Winston Marshall Quits Mumford & Sons
Three months after announcing that he was stepping away from Mumford & Sons, Winston Marshall said Thursday he has quit the band.
The 33-year-old English musician, the son of billionaire investor Sir Paul Marshall, explained in an essay that he wants to be able to speak without causing “more trouble” for his bandmates.
“My love, loyalty and accountability to them cannot permit that,” he wrote. “I could remain and continue to self-censor but it will erode my sense of integrity. Gnaw my conscience. I’ve already felt that beginning.
“The only way forward for me is to leave the band. I hope in distancing myself from them I am able to speak my mind without them suffering the consequences.”
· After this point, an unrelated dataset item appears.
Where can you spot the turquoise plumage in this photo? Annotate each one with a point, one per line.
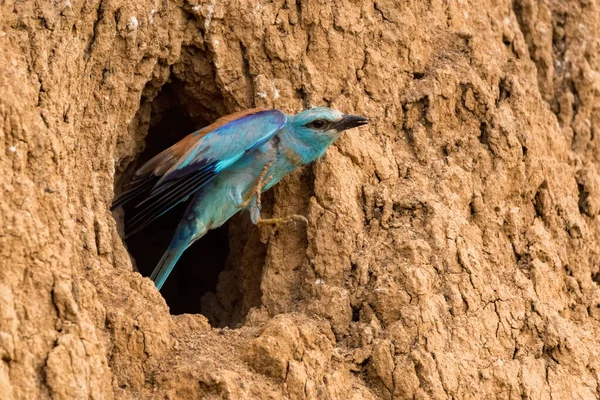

In March, Marshall took heat for promoting a book by Andy Ngô, an editor at conservative Canadian website The Post Millennial. He called Unmasked: Inside Antifa’s Radical Plan to Destroy Democracy an “important” book and Ngô “a brave man.”
He issued a public apology for “the pain caused by the book I endorsed” and said he was taking a break “to examine my blindspots.”
In Thursday’s statement, Marshall said he believed the tweet about Unmasked was innocuous but quickly found out “my commenting on a book critical of the Far-Left could be interpreted as approval of the equally abhorrent Far-Right. Nothing could be further from the truth.”
He wrote: “I’ve had plenty of abuse over the years. I’m a banjo player after all. But this was another level. And, owing to our association, my friends, my bandmates, were getting it too. It took me more than a moment to understand how distressing this was for them.”
Marshall said he was sorry the band was “dragged through some pretty ugly accusations” and implicated in “a divisive and totemic issue.”
“Emotions were high,” he recalled. "Despite pressure to nix me they invited me to continue with the band. That took courage, particularly in the age of so called ‘cancel culture.’”
Marshall said “another viral mob” attacked him for apologizing and he was falsely labelled “right-wing.”
The musician concluded: “I leave with love in my heart and I wish those three boys nothing but the best. I have no doubt that their stars will shine long into the future.”
The band tweeted: "We wish you all the best for the future, Win, and we love you man."